L’amore reciproco, l’unità doveva essere, dunque, la nostra divisa, il nostro distintivo. E il distintivo della sua Chiesa. Ma la piena comunione visibile non l’abbiamo mantenuta e non c’è ancora. Per cui è nostra convinzione che anche le Chiese in quanto tali debbano amarsi con questo amore. E ci sforziamo di lavorare in questo senso.

Quante volte le Chiese sembrano aver obliato il testamento di Gesù, hanno scandalizzato, con le loro divisioni, il mondo, che dovevano conquistarGli!

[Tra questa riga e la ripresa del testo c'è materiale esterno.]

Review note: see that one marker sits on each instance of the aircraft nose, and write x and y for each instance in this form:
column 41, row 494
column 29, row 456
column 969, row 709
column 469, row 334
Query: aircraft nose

Infatti, se diamo uno sguardo alla nostra storia di 2000 anni, ed in particolare a quella del secondo millennio, non possiamo non costatare come essa sia stata spesso un susseguirsi di incomprensioni, di liti, di lotte che hanno spezzato in molti punti la tunica inconsùtile di Cristo, che è la sua Chiesa.

Colpa certamente anche di circostanze storiche, culturali, politiche, geografiche, sociali... Ma pure del venir meno fra noi di quest’elemento unificatore, nostro tipico: l’amore.

Le Chiese: dono l’una per l’altra

È per questo che ora, per poter tentare di rimediare a così tanto male, per attingere nuova forza per ricominciare, dobbiamo porre tutta la nostra fiducia in quest’amore evangelico. Se diffonderemo amore e amore reciproco fra le Chiese, quest’amore le porterà, pur diverse, a divenire ognuna dono alle altre, come auspica Giovanni Paolo II nel suo libro Varcare la soglia della speranza: «Bisogna – scrive – che il genere umano raggiunga l’unità mediante la pluralità, che impari a raccogliersi nell’unica Chiesa, pur nel pluralismo delle forme del pensare e dell’agire, delle culture e delle civiltà»4.

Carissimi fratelli e sorelle, l’abbiamo capito: il tempo presente domanda a ciascuno di noi amore, domanda unità, comunione, solidarietà.

E chiama anche le Chiese a ricomporre l’unità lacerata da secoli.

È questa la riforma delle riforme che il Cielo ci chiede. È il primo e necessario passo verso la fraternità universale con tutti gli uomini e donne del mondo. Il mondo infatti crederà se noi saremo uniti. Lo ha detto Gesù: «Che tutti siano uno (...) affinché il mondo creda» (Gv 17, 21).

Dio questo vuole! Credetemi! E lo ripete e lo grida con le presenti circostanze che permette.

Che Egli ci dia la grazia, se non di veder realizzato tutto ciò, almeno di prepararlo.

Chiara Lubich

1)   Unitatis Redintegratio, 6.

2)   Cf Intervento della Santa Sede all’Assemblea Plenaria del Vertice delle Nazioni Unite sullo sviluppo sostenibile a Johannesburg il 24.8.-4.9.02 in “L’Osservatore Romano” del 4.9.2002, p. 2.

3)   TERTULLIANO, Apologetico 37, 7.

4)   GIOVANNI PAOLO II, Varcare la soglia della speranza, Mondadori, Milano 1994, p. 167.